American Gods became one of Gaiman's best-selling and multi-award-winning novels upon its release in 2001. Gaiman has not written a direct sequel to American Gods, but he has revisited the characters. A glimpse at Shadow's travels in Europe is found in a short story which finds him in Scotland, applying the same concepts developed in American Gods to the story of Beowulf.
The Sleeper and the Spindle, Neil Gaiman, illustrated by Chris Riddell, Bloomsbury, London, 2014.
As regular readers of my Musing know, I love illustrated books – which are distinctly different from graphic novels. Here the illustrations support the text. That is why you get treated to more photos of this and the next book!
Here is the blurb – You may think you know this story. There’s a young queen, about to be married. There are some good, brave, hardy dwarfs; a castle, shrouded in thorns; and a princess, cursed by a witch, so rumour has it, to sleep forever. But no one is waiting for a noble prince to appear on his trusty steed here. This fairy tale is spun with a thread of dark magic, which twists and turns and glints and shines. A queen might just prove herself a hero, if a princess needs rescuing…
Well, this looks different doesn’t it? And it is – here is the story.
There is a record album also titled Who Killed Amanda Palmer, featuring Palmer. Amanda MacKinnon Gaiman Palmer (born April 30, 1976) is an American singer, songwriter, musician, and performance artist who is the lead vocalist, pianist, and lyricist of the duo The Dresden Dolls. Her first solo studio album, Who Killed Amanda Palmer, was released on September 16, 2008. The title is a play on an expression used by fans during Twin Peaks' original run, "Who killed Laura Palmer?" A companion book of photos of Palmer looking as if she were murdered was released in July 2009 – this book. The book is full of photos of Amana Palmer feigning death, by various means, in various states of dress and undress, from all around the world.
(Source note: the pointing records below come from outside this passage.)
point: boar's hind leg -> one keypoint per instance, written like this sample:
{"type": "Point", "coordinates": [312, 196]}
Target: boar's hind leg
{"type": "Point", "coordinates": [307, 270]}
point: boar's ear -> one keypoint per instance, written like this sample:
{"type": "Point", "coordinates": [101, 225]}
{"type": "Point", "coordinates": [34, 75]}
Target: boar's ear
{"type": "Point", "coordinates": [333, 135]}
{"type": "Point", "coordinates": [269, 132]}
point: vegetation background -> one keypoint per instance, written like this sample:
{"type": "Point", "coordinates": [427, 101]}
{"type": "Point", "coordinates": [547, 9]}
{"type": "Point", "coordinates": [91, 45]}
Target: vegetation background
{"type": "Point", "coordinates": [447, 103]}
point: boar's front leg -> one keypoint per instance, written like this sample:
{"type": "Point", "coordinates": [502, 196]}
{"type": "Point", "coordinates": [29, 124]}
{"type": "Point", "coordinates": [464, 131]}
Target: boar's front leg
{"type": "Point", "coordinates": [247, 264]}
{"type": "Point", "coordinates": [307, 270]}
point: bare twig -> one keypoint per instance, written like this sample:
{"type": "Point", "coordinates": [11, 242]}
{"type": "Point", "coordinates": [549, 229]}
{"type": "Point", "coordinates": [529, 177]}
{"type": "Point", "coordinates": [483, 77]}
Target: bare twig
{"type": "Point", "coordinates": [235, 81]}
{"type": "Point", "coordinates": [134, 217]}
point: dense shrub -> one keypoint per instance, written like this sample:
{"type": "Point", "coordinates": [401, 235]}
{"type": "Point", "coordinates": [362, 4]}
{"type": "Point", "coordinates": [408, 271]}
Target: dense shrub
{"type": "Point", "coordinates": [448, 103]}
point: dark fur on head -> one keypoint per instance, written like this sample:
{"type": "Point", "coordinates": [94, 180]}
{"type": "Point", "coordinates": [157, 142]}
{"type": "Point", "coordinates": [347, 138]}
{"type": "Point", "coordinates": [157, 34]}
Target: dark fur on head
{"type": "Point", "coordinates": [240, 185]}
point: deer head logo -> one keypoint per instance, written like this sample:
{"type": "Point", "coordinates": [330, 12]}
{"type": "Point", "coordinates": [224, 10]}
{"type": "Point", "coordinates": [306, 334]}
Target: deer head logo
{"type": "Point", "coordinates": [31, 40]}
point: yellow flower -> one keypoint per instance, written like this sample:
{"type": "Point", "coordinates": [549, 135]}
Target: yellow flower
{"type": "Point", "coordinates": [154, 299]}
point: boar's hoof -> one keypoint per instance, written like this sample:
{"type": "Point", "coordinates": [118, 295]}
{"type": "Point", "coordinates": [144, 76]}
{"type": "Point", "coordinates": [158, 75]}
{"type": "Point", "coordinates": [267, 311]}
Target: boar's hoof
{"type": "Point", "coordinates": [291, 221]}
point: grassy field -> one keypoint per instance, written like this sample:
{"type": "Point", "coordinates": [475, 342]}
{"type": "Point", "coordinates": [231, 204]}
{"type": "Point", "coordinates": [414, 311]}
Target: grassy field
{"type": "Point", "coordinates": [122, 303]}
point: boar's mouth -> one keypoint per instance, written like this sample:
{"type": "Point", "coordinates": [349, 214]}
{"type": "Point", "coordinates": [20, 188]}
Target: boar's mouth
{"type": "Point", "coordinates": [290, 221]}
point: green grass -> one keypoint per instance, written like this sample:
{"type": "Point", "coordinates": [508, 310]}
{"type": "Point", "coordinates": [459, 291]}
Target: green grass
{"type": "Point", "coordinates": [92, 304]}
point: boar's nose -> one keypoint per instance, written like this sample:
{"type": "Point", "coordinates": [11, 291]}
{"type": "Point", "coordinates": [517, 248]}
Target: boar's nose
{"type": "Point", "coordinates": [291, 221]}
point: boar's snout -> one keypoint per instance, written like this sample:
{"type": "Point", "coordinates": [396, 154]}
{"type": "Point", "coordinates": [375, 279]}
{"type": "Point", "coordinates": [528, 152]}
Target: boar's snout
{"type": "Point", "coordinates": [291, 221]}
And here is the rest of the story.
Neil Gaiman and Palmer confirmed their engagement in 2010 and Palmer hosted a flash mob wedding for Gaiman's birthday in New Orleans later the same year. The couple legally married in a private ceremony in 2011. On marrying Palmer, he took her middle name, MacKinnon, as one of his names. They have a son, Anthony "Ash", born on September 16, 2015.